Quand Joseph Kabila joue au sapeur pompier
Ayant flairé le danger, l’Autorité morale a vite fait de battre le rappel des troupes. A Kingakati, l’émission querellée a été visionnée. A la fin, Joseph Kabila a, à la manière de Salomon, renvoyé Matata et Minaku dos à dos. Il aura joué à l’apaisement. Car, les deux « pugilistes » auraient fait profil bas en revoyant à la baisse leurs ardeurs. Au fond, soutiennent plusieurs sources, l’autorité morale aurait rappelé que la sérénité et la cohésion dans la communication au sein de la Majorité devraient être de strict respect pour éviter tout égarement dans les rangs.
En adoptant cette position qui le place au-dessus de la mêlée. Joseph Kabila a tenu à garder le contrôle de tous les clans qui se bousculent autour du lui. Dès lors, il espère maintenir l’équilibre au sein de sa famille politique. Toujours est-il qu’avec cette crise ouverte, des fissures au sein de la Majorité paraissent au grand jour. De quoi trouver les justifications sur le retard pris dans la formation du gouvernement de cohésion nationale.
Au sommet de l’Etat, aucune dispute n’est tolérable. Joseph Kabila le sait pertinemment bien. Cette distraction ne pouvait donc pas perdurer. L’intrusion de Kabila dans la brouille qui s’est créée entre Matata et Minaku va dans le sens d’éviter toute forme de distraction au sein de la Majorité. Il s’agit pour l’essentiel de garantir la poursuite de grands travaux de reconstruction du pays – cet engagement qui lie la Majorité jusqu’en 2016.
Le président de l’Assemblée nationale et le Premier ministre, tous les deux issus de la même Majorité voire du même parti ne pouvaient, à ce titre, se tirer à boulets rouges sur la place publique. Ils sont instamment invités à mettre de côté les divergences puériles pour une concentration optimale sur les objectifs assignés pendant la législature 2011 – 2016. Car, c’est sur cette base que le peuple entend exiger des comptes à la Majorité en 2016.
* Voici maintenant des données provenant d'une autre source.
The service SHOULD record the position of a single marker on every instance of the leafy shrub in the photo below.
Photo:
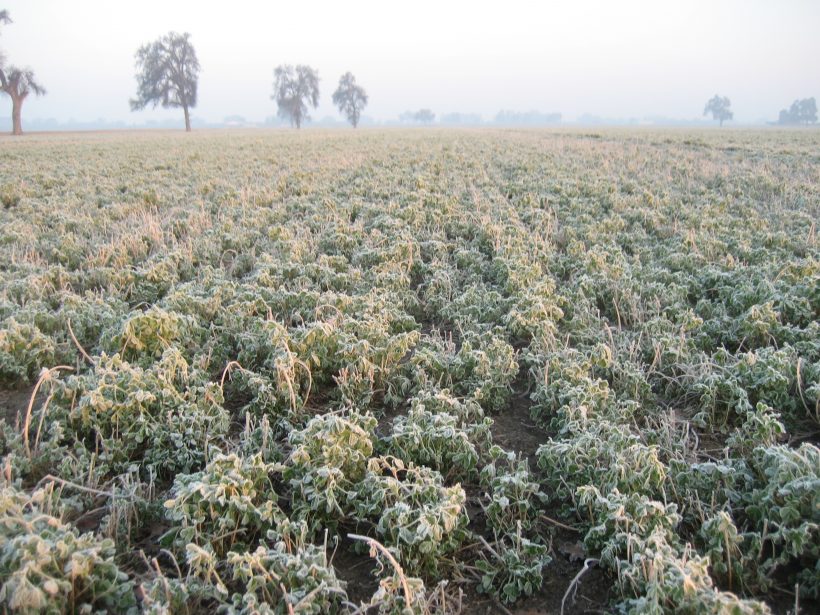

Le feu a-i-il été totalement éteint, pour autant? Difficile à dire, quand on connaît les ambitions des uns et des autres au sein de la Majorité au pouvoir par rapport aux prochaines échéances électorales. Le positionnement cet le repositionnement qui les étreint est tel qu’ils anticipent en s’empoignant avant le coup de grâce. En grattant un peu plus. L’on découvrirait qu’Aubin Minaku et Matata Ponyo ne sont les seuls membres de la MP à se rentrer dedans.
Les autres le font en dessous des tables et par personnes interposées. L’incertitude à l’horizon 2016 rend les membres de la MP et alliés frileux. Si bien que le bateau mis à flots en 2006 serait à la merci des vents contraires qui risquent de le faire chavirer si l’on ne prend garde. La rencontre de Kingakati a donné la pleine mesure du torchon brûle au sein de la famille politique présidentielle.